I’m very curious how Tim Sweeney will react to this. This is very much not the victory lap he was hoping to take (nor are the Apple rulings)
1. I think uptake of third party stores is quite low and there’s a strong incentive to stay available on the primary store
2. The App Store model has very much been that the paid apps are subsidizing the free ones. So it’s somewhat fair to charge for using the infrastructure, if you’re not contributing into the pot (and are siphoning away from it)
3. Those per install costs are brutal. I was thinking they’d do a dollar , but at almost $4, they’re outside what most people would spend.
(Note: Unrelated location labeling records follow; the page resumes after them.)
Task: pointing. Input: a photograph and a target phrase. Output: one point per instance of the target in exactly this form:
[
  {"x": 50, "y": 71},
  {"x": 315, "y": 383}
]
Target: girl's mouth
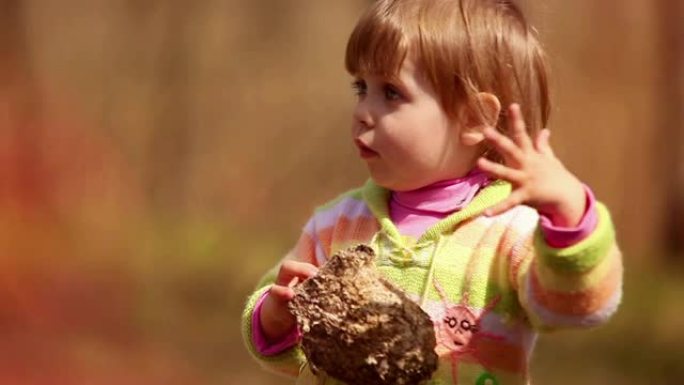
[{"x": 365, "y": 152}]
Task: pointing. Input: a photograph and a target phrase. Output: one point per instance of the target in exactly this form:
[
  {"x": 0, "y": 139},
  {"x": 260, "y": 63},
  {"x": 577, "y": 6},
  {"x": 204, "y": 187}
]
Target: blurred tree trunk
[
  {"x": 672, "y": 119},
  {"x": 24, "y": 175},
  {"x": 170, "y": 145}
]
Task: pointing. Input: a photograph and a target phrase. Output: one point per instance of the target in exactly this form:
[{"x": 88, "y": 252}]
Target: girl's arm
[
  {"x": 279, "y": 351},
  {"x": 560, "y": 285}
]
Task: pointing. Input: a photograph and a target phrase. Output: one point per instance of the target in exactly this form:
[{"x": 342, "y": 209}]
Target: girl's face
[{"x": 403, "y": 133}]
This is a strong way to keep F2P games from instituting external payment processing.
> I’m very curious how Tim Sweeney will react to this.
“Epic has indicated that it opposes the service fees that Google announced it may implement in the future and that Epic will challenge these fees if they come into effect.”
https://www.theverge.com/news/848540/google-app-fees-externa...
>they’re outside what most people would spend
Free mobile games work via whales subsidizing free users. It may be more than the median user, but it's less than the average spend per user.
Even a dollar would be too much.
He'll be mad, because he can't sell more nearly-nude Kim Kardashian skins to 12 year olds and make his extra ten cents per sale.
Poor Tim! Hey anyone know if I'm allowed to put my own skin store inside the Fortnite store? It's only fair.
Developers pay Google to access its services. Infrastructure costs account for less than 1% of the profit margin and are practically negligible. Google acts like a pimp, obsessed with squeezing profit above all else.